Even when you are working your way through a series of problems with a client, take a few moments at the end of the session, even if you haven’t solved every problem, and show them something neat. Teach them how they can fax directly from their computer, print envelopes, create greeting cards, send digital photos to the family, or a host of other, neat things.

There are both altruistic and self-interested reasons for doing this. I really do want my clients to accomplish great things. Like any good teacher, I want to see them succeed. That said, I also want to do interesting projects. These are the projects that allow me to grow and remain interested in high-tech topics. Without them, I get bored, surly and quickly become worthless to almost everyone. I need to be challenged and interested in what I do.

If you want to be energized in your work, you may need to go out and find clients that want great things. While this can be a bit more risky, it is an important part of your career growth. Even if the monetary returns aren’t as great, you should also judge each client, each project on several other factors. What will I learn on this project? Is this project “seriously WOW” as author/speaker Tom Peter’s might say? Will I meet and work with neat people? WILL I HAVE FUN? If you career is feeling less than fulfilling, you should be asking these questions more often.

Necessary evil

Another reason for focusing on computer fun has to do with your client’s perceptions of you. Too often as consultants, we become harbingers of woe and a necessary evil. We are someone that the client would rather not call (and not pay) unless they absolutely must. We become associated (unfairly) with computer troubles even though we are the people who solve them.

When we actively engage clients’ imagination and teach them how to make their computer do their bidding, we are changing the client’s perception of us. You want to be greeted warmly when walking into an office, not immediately burdened with this problem and that. It is a simple truth that the work we do can often become who we are, if we allow it.

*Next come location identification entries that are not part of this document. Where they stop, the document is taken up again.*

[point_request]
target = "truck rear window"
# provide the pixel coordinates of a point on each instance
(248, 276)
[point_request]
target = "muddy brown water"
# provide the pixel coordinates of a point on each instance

Do everything you can to insure that your clients see you not only as a troubleshooter, but also as a fun person to have around the office.

Does this mean you stop solving problems? Of course not. What it means is that you need to strike a balance. You need to solve as many problems as possible, but also bring something new to the table every time you meet with a client. Perhaps they might be interested in a new “whiz bang” presentation tool, or a new method of monitoring their server farm. Develop a collection of neat ideas, neat tools and neat toys that you can share with your clients, especially when they are suffering the slings and arrows of computer misfortune.

If you want to move beyond the typical role of head computer geek for your clients or company, you have to take an active role. You have to break out of “firefighter” mode and find ways to engage your clients, co-workers and companies in the “neat things” that computers can do. You need to bring out the good side of computers so that you become more than just the “fixer” that shows up when called. You need to become the person that can always be counted on to have new, fun ideas when they are most needed. This has become one focus in my high-tech career and I think it should also be one of yours.